American jobs have been moving overseas for more than two decades. In recent years, though, those jobs have become more sophisticated — think semiconductors and software, not toys and clothes.

And now many of the products being made overseas are not coming back to the United States. Demand has grown dramatically this year in emerging markets like India, China and Brazil.

Meanwhile, consumer demand in the United States has been subdued. Despite a strong holiday shopping season, Americans are still spending 3 percent less than before the recession on essential items like clothing and more than 10 percent less on jewelry, furniture, electronics and big appliances, according to MasterCard’s SpendingPulse.

“Companies will go where there are fast-growing markets and big profits,” says Jeffrey Sachs, globalization expert and economist at Columbia University. “What’s changed is that companies today are getting top talent in emerging economies, and the United States has to really watch out.”

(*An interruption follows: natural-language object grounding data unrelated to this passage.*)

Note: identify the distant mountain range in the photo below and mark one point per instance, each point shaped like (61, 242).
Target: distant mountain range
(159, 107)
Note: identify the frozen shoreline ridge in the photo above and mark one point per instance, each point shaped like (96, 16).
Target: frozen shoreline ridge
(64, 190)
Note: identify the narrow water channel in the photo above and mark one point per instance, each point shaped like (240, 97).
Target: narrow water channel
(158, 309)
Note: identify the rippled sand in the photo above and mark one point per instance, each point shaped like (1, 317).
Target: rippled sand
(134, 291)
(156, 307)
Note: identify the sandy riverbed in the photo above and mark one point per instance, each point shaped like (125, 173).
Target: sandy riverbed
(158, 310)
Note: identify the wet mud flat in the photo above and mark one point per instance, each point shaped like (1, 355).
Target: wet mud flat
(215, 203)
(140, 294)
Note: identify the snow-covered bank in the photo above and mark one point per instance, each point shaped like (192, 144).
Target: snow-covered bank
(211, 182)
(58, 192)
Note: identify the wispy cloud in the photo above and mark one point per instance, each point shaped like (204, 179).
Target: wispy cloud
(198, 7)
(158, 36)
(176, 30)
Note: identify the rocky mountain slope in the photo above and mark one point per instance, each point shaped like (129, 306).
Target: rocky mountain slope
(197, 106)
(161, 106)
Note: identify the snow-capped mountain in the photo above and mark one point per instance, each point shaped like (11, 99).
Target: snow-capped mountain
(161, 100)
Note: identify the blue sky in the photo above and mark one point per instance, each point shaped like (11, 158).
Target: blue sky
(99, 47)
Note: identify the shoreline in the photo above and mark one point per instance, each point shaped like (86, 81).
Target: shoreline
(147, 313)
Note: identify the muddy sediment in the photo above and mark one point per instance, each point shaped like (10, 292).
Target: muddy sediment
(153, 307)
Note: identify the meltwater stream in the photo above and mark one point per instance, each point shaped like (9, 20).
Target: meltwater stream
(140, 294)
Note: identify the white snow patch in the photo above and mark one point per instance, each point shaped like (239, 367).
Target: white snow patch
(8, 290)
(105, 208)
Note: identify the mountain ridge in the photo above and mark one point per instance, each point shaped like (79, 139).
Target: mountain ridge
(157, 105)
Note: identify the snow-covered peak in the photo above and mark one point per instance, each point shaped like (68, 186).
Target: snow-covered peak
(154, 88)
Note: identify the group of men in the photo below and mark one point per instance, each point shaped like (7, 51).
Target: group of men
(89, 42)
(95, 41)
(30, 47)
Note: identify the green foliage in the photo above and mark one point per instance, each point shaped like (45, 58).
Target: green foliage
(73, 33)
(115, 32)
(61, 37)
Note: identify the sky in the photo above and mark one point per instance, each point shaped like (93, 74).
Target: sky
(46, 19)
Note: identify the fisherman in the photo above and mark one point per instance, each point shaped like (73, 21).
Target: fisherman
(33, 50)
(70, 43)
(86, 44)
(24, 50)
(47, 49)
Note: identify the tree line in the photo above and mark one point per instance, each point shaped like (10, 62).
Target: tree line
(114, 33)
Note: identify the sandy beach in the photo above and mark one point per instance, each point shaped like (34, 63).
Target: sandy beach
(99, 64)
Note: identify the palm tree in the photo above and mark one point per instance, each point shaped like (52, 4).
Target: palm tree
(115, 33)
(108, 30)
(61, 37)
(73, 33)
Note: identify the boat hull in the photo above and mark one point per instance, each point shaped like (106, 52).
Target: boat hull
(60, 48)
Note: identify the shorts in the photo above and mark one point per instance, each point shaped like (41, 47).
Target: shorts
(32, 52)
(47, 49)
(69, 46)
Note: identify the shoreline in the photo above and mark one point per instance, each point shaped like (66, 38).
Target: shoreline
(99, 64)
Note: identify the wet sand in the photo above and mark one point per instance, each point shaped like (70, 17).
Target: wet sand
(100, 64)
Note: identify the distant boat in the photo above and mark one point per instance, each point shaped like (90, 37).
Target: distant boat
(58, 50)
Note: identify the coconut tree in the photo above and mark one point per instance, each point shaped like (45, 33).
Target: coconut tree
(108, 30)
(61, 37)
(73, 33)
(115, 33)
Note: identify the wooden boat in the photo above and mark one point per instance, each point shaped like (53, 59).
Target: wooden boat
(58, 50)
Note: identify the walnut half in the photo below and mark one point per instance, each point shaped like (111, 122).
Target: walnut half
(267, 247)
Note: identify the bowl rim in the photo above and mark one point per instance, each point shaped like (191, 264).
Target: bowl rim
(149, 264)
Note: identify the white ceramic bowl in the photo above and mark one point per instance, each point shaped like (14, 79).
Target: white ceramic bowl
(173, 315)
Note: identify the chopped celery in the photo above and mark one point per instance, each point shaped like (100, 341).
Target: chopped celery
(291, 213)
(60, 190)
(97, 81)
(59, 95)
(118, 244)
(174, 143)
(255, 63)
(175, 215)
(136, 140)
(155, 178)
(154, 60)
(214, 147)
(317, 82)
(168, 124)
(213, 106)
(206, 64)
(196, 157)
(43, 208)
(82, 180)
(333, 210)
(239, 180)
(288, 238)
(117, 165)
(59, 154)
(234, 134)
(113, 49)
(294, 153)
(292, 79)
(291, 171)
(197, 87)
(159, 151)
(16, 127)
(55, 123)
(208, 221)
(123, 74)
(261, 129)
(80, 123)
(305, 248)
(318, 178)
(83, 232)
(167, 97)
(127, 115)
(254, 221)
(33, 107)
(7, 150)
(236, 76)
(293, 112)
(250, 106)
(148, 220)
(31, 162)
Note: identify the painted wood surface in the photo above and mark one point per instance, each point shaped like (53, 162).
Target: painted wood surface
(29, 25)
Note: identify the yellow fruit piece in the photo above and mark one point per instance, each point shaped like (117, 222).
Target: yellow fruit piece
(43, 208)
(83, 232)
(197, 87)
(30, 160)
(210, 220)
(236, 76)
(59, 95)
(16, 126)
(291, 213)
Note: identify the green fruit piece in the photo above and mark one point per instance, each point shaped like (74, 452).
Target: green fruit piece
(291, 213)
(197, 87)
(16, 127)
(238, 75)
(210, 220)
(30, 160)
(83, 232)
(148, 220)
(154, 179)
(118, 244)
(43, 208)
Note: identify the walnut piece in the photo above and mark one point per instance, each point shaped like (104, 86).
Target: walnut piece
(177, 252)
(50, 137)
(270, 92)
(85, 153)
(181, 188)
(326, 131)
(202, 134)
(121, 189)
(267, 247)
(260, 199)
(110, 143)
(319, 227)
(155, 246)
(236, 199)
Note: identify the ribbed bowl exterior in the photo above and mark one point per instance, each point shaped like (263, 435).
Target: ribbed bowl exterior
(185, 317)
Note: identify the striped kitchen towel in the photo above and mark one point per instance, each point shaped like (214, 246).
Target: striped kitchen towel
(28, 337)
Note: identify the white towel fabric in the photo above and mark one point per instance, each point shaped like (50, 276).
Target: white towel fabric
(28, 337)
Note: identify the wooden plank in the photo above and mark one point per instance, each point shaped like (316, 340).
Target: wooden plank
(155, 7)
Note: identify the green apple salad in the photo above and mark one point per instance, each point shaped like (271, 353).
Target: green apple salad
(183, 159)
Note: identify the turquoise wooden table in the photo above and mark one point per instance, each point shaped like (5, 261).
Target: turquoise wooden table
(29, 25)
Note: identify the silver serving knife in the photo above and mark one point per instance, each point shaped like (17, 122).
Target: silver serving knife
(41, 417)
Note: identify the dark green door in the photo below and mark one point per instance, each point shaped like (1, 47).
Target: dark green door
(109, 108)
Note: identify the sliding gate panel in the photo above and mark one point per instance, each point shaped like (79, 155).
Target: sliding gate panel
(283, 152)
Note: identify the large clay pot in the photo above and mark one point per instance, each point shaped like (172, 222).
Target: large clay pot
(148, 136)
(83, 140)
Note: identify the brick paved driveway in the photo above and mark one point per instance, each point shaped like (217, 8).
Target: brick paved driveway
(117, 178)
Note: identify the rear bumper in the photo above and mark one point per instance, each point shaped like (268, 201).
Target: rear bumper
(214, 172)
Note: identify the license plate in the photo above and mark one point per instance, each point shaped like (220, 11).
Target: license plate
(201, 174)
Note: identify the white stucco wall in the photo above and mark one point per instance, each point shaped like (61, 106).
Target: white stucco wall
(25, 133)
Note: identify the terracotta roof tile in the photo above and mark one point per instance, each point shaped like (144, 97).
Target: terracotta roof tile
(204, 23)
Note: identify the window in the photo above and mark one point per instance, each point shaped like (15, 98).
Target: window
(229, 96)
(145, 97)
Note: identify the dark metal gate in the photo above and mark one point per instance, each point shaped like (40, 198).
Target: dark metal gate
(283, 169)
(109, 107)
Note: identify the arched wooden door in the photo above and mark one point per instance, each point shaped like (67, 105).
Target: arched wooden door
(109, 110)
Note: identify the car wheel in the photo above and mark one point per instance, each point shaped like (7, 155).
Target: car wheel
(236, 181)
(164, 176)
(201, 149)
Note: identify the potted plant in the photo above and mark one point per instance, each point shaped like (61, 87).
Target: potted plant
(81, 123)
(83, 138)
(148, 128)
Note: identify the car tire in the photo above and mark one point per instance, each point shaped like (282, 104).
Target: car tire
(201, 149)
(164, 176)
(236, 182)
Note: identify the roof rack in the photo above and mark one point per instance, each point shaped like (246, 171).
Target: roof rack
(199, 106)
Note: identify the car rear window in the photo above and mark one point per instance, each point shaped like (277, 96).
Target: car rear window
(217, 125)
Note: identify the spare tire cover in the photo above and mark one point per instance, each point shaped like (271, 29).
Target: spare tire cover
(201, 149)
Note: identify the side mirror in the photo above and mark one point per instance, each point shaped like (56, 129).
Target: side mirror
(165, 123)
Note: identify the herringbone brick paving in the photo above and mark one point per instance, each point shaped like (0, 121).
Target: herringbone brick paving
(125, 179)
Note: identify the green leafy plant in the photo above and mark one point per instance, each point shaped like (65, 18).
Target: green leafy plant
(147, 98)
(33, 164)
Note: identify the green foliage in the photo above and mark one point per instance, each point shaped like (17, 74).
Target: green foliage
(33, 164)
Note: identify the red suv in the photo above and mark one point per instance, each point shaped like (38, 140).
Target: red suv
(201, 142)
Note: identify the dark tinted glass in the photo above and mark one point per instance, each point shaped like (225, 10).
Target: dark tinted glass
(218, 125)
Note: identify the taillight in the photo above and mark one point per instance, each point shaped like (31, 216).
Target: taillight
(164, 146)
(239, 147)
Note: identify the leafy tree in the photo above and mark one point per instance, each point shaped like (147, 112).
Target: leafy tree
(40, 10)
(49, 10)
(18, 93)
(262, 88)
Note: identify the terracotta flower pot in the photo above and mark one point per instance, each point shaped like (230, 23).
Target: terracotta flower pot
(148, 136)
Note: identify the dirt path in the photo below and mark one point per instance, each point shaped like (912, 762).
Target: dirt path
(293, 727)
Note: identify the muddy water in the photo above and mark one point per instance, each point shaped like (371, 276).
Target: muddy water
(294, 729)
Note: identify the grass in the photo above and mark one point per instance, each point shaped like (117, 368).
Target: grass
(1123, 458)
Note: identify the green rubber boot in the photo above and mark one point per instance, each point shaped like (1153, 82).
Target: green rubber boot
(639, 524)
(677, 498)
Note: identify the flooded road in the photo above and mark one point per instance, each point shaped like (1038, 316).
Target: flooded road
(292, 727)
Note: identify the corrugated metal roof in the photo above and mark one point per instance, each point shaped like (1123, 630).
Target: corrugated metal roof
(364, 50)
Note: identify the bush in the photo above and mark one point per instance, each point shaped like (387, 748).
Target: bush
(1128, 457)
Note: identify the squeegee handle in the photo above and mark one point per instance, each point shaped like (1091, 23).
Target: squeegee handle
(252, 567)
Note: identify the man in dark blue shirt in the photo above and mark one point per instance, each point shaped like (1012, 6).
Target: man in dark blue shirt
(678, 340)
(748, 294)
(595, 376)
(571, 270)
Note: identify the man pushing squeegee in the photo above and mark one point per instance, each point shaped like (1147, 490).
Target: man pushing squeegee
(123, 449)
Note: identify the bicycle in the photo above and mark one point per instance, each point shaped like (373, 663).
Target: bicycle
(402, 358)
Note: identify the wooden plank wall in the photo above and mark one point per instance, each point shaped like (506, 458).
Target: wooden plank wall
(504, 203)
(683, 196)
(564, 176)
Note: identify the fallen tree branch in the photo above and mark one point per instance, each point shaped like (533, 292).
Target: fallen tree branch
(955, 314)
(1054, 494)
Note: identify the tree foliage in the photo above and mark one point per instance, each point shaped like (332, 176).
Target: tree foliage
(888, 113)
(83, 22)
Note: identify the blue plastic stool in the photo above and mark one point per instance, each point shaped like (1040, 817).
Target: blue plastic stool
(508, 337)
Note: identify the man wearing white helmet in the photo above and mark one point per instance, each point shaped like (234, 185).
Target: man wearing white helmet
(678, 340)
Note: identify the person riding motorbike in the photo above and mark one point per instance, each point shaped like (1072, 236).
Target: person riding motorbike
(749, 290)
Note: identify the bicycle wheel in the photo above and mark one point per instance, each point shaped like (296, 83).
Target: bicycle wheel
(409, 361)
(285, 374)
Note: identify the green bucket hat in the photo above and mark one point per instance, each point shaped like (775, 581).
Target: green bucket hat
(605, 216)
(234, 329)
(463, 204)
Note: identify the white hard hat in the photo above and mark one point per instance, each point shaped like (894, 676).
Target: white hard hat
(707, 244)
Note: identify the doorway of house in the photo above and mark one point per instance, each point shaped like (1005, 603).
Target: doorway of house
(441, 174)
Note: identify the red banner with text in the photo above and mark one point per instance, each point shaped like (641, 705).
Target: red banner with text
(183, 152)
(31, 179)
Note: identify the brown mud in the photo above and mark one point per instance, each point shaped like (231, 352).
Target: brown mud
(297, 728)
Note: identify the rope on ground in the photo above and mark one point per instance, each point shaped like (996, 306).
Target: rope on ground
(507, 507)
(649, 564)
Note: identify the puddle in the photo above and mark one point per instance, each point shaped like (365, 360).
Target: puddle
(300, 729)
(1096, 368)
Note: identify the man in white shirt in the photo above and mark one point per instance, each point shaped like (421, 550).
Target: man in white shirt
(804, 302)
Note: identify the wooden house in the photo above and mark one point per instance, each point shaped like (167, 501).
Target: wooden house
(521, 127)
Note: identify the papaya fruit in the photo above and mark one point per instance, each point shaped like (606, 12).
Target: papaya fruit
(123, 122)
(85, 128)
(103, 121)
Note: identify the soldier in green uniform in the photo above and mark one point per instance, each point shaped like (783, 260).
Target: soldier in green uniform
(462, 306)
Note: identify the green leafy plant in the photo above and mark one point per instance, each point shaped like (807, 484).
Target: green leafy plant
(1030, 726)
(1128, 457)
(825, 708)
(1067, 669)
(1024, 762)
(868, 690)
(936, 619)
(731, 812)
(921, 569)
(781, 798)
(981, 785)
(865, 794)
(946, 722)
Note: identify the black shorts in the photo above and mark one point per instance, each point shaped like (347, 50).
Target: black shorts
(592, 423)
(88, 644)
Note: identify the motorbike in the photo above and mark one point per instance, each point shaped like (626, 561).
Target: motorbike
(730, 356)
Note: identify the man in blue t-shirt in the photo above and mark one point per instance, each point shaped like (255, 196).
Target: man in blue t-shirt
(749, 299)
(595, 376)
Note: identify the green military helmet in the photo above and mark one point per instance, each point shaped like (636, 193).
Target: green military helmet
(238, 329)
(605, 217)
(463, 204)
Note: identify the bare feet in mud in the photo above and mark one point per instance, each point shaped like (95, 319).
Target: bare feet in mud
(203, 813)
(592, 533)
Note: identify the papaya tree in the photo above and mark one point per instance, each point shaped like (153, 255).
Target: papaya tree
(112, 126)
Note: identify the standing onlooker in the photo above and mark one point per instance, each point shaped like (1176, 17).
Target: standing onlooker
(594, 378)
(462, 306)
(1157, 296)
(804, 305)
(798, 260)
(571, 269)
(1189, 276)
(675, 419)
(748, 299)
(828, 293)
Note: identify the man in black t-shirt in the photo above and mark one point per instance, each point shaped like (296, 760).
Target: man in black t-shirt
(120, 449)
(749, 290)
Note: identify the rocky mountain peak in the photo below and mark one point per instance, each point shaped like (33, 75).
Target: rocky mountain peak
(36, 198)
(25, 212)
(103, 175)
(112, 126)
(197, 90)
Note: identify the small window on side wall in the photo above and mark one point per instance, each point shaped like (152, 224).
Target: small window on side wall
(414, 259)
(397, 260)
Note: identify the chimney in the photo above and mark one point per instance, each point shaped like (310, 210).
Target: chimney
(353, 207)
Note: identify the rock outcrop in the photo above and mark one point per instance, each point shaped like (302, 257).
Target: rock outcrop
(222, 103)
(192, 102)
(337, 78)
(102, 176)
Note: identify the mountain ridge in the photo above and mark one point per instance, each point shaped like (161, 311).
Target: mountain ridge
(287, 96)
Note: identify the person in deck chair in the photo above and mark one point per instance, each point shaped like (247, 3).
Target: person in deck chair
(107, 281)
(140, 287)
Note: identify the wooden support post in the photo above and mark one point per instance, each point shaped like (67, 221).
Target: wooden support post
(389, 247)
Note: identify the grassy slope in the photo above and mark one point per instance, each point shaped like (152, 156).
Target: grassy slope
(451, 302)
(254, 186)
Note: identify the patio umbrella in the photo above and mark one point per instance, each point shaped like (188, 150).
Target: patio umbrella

With the future looking brighter overseas, companies are building there, too. Caterpillar, maker of the signature yellow bulldozers and tractors, has invested in three new plants in China in just the last two months to design and manufacture equipment. The decision is based on demand: Asia-Pacific sales soared 38 percent in the first nine months of the year, compared with 16 percent in the United States Caterpillar stock is up 65 percent this year.

“There is a shift in economic power that’s going on and will continue. China just became the world’s second-largest economy,” says David Wyss, chief economist at Standard & Poor’s, who notes that half of the revenue for companies in the S&P 500 in the last couple of years has come from outside the United States

A key factor behind this runaway international growth is the rise of the middle class in these emerging countries. By 2015, for the first time, the number of consumers in Asia’s middle class will equal those in Europe and North America combined.

“All of the growth over the next 10 years is happening in Asia,” says Homi Kharas, a senior fellow at the Brookings Institute and formerly the World Bank’s chief economist for East Asia and the Pacific.

Coca-Cola CEO Muhtar Kent often points out that a billion consumers will enter the middle class during the coming decade, mostly in Africa, China and India. He is aggressively targeting those markets. Of Coke’s 93,000 global employees, less than 13 percent were in the United States in 2009, down from 19 percent five years ago.